Both carbon stock and emission calculations are done on Tier 1 details. These are not definitive and should act as general guideline for carbon estimates. 

Investment need is broken down into restoration cost and new business model CAPEX. Restoration cost is calculated based on data from BRG and takes in to account current land use characteristics to estimate the amount of hydrological restoration needed as well as revegetation and training on peatland management, according to BRG’s 3R approach (rewetting, revegetation, revitalization). 

CAPEX is the initial investment needed to implement a new business model. CAPEX figures will vary depending on which desired new business models the user has selected on which areas. For example, if the user selects ‘From Pulp to Paludiculture’, the model will search how much land is currently under pulp production, then apply the cost of clearing and replanting that land with paludiculture species in order to calculate the CAPEX. 

OPEX figures are the yearly running costs of the new business model will also depend on which new model the user selects.

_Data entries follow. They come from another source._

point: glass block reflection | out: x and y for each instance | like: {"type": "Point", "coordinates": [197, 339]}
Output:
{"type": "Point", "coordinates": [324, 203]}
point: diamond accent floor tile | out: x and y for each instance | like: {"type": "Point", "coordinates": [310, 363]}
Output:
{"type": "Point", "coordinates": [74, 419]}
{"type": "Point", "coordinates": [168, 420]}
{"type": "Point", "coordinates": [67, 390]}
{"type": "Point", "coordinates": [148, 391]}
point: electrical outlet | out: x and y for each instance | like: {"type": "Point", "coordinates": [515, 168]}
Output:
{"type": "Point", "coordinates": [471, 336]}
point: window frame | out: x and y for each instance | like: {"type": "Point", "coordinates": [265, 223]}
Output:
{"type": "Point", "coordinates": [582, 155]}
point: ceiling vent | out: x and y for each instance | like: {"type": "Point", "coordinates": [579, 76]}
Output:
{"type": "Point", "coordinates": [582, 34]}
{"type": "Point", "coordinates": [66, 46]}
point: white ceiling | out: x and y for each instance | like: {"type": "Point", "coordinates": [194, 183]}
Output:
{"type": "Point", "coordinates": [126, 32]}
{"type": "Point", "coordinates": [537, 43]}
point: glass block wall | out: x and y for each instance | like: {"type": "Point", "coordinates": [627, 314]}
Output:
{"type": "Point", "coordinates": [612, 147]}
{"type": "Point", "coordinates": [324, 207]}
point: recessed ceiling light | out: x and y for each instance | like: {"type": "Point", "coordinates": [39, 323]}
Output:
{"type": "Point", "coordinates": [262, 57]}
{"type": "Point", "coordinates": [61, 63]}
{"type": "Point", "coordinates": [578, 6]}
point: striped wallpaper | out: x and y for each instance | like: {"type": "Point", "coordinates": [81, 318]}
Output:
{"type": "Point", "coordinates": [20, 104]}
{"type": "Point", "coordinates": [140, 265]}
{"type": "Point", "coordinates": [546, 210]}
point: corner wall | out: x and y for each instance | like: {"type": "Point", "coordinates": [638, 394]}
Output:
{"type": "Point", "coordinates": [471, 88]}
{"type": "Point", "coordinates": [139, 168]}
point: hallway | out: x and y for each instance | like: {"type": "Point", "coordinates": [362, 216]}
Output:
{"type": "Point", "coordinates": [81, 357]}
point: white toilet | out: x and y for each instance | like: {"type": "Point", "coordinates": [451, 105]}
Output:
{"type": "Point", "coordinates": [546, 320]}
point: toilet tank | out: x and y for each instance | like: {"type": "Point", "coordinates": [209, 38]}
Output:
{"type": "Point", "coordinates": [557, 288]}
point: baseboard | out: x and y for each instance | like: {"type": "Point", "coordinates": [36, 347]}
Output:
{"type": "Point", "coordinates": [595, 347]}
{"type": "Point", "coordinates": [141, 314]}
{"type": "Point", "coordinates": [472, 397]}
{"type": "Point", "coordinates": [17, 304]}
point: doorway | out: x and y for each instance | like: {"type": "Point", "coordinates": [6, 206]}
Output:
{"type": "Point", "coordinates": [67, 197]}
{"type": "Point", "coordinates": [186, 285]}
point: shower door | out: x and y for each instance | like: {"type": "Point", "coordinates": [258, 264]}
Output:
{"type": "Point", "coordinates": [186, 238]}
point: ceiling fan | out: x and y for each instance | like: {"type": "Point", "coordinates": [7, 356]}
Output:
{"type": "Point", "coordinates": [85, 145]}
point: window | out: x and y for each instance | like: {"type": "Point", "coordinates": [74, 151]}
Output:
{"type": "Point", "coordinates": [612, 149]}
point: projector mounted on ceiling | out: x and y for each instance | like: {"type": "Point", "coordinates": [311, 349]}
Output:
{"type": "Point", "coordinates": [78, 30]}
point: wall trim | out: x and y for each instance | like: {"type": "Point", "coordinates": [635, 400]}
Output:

Revenue of new business models is estimated base on research and interviews from various project operators. The revenue of a carbon business model will depend on the user input on carbon price. These revenue figures are then combined with costs to obtain the profitability of new business models once they are fully established. Note that these figures do not constitute a detailed financial forecast and are indicative of the performance of each business model. 

CAPEX, OPEX, and Revenue assumptions are derived from the combination of desktop research, i.e. companies’ published financials and annual reports, carbon project documentations; published research papers; extrapolation of historical data; and interviews with relevant actors. These are estimates in by no means an accurate predictor of future performance. Any discrepancies with actual data past and/or future may occur due to differences in data source, market conditions, and unmodelled variables. 

Description of ‘New business models:

Fire-free: The fire-free business model option assumes that current cultivation continues but with new fire-management practices by concession companies and smallholders. Under the new model, producers in one KHG would join resources together to create buffer zones with a central monitoring authority to reduce fire risk. This business model can increase profitability by reducing losses from fire damage. 

Carbon: A carbon-based business model assumes the land manager restores the land and monetizes the carbon benefits from generated from doing so. Restoring the land would create immediate emissions reductions from reducing peat decomposition and eventually increasing carbon sequestration. The land manager can then certify these results and generate carbon credits that can then be sold to the market. 

Paludiculture: Paludiculture means the cultivation of peat-friendly species that can thrive on un-drained peatland areas. There are several paludiculture species that can be cultivated for production of food, fibre or fuel and therefore create value out of undrained peatlands. For this analysis, it is assumed that the two paludiculture crops sago and purun are used. Note that it may take several years for the crops to mature and start producing a profit. 

Carbon + Paludiculture: Because paludiculture production involves the re-wetting of drained peatlands it can produce significant carbon benefits from reducing peat degradation. Both carbon and paludiculture business models can, theoretically, therefore be combined by monetizing the emissions reductions while also planting new paludiculture species for cultivation. 

This card gives an estimation of the demographics of the input area, including the age, education and profession. Data are based on 2019 survey results from [Disdukcapil] taken at the sub-district level and then calculated based on the overlap of the sub-district and the input area. The calculation assumes even population distribution within the sub-district, so may vary from actual demographics in the selected area.